Czasami widzę ludzi, których problemy ich przerastają. Jak są sami to są cały czas posępni i zamyśleni. Gdy podchodzę do nich zaczynają starą śpiewkę mi wciskać. Nakręcają się tym, co opowiadają sami o sobie. Nie zwracają nawet uwagi, że mnie nie interesuje ich gadka o byle czym, tylko co czują teraz, bo przecież widzę, że nie jest dobrze. Ludzie tacy cały czas grają. Udają kogoś kim nie są. Nie słuchają, lub raczej boją się wysłuchać. Boją się usłyszeć to co w głębi duszy czują i co ich zamartwia. Myślą trochę, że przegrali życie, że to co uważali za ważne do tej pory, wcale nie jest. Chowają się do kościoła i nagminnie nadużywają symbolów religijnych. Dewocjonalia to ich broń ze złym, który się czai. A czai się wszędzie według nich. Boją się tego złego. A gdziesz on jest? W nich samych. I właśnie to czują.
Podchodzę do nich i chcę pogadać. A oni? Ta sama śpiewka, która jak kawa ich ożywia. Czują władzę, jak bardzo są mądrzy i to ich unosi. Odchodzę. Zapadają się w sobie.
Jak dotrzeć do takiego człowieka? Czasami o coś poproszę, tak by czuli swoją przewagę. Widzę srogą minę, że chcę im coś zabrać. Ale co zabrać? Przecież oni nic nie ma oprócz tej materii co zebrali. Jak pies ogrodnika. Logika ich zabija. Transakcyjność ich myślenia – oszałamia.
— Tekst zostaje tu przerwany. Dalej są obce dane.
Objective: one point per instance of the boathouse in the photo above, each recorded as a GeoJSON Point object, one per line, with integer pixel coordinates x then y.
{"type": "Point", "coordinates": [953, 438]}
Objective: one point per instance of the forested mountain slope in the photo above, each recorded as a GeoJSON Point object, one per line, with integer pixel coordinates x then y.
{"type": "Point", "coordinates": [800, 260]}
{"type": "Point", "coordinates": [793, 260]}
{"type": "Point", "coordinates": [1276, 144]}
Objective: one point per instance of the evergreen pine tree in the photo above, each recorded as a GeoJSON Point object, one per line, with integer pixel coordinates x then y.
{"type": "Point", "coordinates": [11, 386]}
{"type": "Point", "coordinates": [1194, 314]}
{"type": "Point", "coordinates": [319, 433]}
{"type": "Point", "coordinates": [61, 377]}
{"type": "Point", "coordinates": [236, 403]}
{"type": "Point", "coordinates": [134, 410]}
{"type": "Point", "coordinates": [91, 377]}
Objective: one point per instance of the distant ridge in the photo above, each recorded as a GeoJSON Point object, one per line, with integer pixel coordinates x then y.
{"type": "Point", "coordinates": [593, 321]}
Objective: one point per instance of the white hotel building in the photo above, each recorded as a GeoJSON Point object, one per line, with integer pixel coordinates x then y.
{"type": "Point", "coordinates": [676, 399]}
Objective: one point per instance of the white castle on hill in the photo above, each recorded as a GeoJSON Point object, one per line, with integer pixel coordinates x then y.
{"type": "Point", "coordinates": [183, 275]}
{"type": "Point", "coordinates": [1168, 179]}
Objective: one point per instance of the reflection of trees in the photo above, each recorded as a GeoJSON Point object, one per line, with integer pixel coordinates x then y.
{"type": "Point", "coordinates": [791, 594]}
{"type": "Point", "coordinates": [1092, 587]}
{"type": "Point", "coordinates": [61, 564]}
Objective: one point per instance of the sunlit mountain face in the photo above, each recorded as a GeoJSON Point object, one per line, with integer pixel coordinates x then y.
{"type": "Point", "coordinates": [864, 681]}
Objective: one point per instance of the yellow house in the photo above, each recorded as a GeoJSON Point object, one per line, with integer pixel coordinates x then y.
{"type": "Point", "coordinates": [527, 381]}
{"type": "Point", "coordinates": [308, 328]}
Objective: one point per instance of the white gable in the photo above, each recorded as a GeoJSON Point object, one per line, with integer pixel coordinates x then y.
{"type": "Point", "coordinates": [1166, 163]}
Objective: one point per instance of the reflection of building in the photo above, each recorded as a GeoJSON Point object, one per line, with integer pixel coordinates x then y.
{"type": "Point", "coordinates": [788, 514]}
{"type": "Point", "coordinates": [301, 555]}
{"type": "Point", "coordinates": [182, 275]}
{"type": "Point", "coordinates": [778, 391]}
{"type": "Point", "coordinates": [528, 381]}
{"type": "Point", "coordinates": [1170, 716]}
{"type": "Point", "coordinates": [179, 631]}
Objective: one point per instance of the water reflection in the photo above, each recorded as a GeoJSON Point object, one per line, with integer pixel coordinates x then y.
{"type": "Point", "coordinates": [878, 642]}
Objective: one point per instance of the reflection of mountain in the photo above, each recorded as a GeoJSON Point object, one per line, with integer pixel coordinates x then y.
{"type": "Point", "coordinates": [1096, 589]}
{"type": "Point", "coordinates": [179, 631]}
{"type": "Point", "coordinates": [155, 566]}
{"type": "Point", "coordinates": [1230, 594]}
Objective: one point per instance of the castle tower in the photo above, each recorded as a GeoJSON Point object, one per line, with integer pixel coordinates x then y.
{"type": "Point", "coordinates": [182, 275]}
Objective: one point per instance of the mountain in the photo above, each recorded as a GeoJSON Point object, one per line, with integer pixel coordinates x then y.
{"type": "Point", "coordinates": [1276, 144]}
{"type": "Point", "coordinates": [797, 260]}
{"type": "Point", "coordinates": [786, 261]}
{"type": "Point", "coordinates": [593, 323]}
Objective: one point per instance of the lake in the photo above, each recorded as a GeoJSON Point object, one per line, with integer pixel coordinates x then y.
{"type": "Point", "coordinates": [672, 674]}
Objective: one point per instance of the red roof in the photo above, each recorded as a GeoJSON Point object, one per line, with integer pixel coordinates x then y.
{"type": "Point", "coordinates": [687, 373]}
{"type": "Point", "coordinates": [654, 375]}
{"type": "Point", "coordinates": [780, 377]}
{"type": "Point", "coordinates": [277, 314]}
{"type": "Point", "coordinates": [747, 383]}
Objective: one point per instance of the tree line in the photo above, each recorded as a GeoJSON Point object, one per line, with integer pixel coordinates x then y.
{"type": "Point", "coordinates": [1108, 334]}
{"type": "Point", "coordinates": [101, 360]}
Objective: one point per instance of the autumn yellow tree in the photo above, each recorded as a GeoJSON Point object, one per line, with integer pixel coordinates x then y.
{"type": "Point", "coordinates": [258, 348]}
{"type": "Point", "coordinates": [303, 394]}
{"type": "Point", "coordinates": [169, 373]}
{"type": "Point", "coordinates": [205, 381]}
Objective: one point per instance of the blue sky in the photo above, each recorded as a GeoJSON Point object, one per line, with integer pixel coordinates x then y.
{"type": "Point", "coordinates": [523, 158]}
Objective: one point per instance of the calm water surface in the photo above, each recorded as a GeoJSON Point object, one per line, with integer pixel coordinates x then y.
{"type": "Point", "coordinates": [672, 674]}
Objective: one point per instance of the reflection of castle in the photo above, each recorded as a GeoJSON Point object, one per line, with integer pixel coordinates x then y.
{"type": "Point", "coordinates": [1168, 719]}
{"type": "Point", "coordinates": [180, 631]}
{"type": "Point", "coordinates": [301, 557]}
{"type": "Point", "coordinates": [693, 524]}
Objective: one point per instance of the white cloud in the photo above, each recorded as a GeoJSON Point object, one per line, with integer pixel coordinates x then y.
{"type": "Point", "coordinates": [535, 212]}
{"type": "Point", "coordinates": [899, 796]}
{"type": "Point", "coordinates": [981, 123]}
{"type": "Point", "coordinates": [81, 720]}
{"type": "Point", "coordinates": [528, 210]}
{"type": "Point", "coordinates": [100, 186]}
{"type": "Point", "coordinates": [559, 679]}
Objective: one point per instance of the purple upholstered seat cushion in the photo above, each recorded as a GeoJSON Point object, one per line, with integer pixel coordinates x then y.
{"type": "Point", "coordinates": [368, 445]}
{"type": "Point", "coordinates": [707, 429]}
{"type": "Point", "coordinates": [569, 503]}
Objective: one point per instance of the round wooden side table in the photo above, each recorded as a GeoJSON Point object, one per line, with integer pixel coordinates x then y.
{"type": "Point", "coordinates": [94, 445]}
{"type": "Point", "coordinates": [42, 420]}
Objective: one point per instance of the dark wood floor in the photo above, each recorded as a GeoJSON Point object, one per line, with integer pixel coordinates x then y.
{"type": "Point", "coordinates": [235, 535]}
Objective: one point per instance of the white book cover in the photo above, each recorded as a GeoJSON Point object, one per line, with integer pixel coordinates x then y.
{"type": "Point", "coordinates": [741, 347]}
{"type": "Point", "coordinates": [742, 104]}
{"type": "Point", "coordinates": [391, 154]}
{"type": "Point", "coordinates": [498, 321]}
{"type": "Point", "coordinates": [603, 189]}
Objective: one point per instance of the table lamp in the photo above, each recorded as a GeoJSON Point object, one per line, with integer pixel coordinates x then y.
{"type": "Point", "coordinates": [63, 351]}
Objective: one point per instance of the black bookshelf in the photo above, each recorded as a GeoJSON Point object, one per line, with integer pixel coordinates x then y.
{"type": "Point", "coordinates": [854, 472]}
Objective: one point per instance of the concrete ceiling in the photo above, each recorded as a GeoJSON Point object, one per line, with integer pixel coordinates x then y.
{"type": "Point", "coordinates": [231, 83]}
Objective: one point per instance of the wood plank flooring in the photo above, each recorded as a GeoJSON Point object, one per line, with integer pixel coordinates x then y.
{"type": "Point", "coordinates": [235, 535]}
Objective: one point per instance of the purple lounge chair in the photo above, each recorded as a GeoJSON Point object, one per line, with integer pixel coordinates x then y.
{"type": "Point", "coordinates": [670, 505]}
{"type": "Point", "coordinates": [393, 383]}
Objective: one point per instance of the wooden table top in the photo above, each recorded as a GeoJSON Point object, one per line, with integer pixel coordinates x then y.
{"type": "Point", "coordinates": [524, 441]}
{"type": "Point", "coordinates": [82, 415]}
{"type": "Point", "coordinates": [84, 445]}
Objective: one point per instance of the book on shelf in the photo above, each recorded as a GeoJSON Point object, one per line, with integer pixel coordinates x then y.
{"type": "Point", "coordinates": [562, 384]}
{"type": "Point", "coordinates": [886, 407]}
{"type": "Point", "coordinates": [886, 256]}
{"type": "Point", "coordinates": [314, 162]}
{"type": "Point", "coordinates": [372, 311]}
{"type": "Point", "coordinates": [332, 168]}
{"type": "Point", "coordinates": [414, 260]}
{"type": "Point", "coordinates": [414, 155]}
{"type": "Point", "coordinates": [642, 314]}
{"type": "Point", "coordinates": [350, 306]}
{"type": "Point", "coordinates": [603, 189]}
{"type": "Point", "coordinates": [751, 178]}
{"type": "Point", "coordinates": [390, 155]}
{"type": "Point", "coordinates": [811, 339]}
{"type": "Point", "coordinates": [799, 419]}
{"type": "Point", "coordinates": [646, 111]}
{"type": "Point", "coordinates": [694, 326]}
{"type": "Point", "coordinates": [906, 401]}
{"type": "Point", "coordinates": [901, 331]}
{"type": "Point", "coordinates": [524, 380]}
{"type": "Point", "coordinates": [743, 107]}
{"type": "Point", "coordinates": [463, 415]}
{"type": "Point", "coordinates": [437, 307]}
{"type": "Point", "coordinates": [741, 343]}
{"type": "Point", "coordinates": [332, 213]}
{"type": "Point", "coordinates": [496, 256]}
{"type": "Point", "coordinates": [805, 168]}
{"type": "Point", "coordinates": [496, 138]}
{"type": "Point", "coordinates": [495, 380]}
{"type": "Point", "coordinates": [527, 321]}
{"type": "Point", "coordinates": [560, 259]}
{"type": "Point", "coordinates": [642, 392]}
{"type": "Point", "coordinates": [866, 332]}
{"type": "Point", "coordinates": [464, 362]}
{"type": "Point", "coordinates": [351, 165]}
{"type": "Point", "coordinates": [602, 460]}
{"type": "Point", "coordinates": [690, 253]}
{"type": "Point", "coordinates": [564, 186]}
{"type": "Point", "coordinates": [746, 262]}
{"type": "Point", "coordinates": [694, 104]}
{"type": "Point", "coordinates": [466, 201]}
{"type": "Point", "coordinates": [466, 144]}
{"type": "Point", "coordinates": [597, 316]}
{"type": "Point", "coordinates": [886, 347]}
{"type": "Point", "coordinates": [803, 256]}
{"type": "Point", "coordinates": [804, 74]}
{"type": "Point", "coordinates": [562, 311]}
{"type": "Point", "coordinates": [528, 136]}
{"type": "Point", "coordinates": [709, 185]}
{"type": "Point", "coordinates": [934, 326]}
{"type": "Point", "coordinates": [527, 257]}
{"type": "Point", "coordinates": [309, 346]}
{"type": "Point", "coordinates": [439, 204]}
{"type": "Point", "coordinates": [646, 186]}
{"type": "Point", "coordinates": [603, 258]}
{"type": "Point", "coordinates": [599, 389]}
Wyrzuty sumienia, które biją ich srogo po czole i cały czas nie mogą zrozumieć, że sami gotują sobie ten los. Tam gdzie myśl Twoja tam serce Twoje. A gdzie jest ich myśl? „To moje, i to moje. Mój dom, moje pieniądze, moje, moje, mojsze i najmojsze”. Czy nie rozumiecie, że to was gubi właśnie? Przywiązanie do materii, która ich zniewala do myślenia transakcyjnego – Ja pracowałem, Ja zdobyłem, Ja jestem super hero. I znowu zapadają się w sobie jak nie widzą zainteresowania z mojej strony ich statusem i gadką.
Znamienne, albo idą w alkohol, albo w kościół. Nie widzą rozwiązania. zaślepieni posiadaniem. Co im pozostało. Puk, puk do nieba bram. Stukają, a tam aż echo niesie. Tam jest pustka, nie ma ludzi, tylko marmury, złote posągi mamony. Ich boga. Boga posiadania. Boga ich właśnie. Tam siadają na tron i nie widzą, że tak naprawdę uwielbiają tylko siebie. To oni są bogami w ich głowach. Tam nikt inny nie przyjdzie, bo reszta, albo bawi się piekle, albo siedzi na innym tronie. Tak widzą i myślą. Są naprawdę samotni. Podchodzę. Pytam się co słychać? I odchodzę tak jak szybko przyszedłem, bo widzę brak zmian. Zapadają się w sobie.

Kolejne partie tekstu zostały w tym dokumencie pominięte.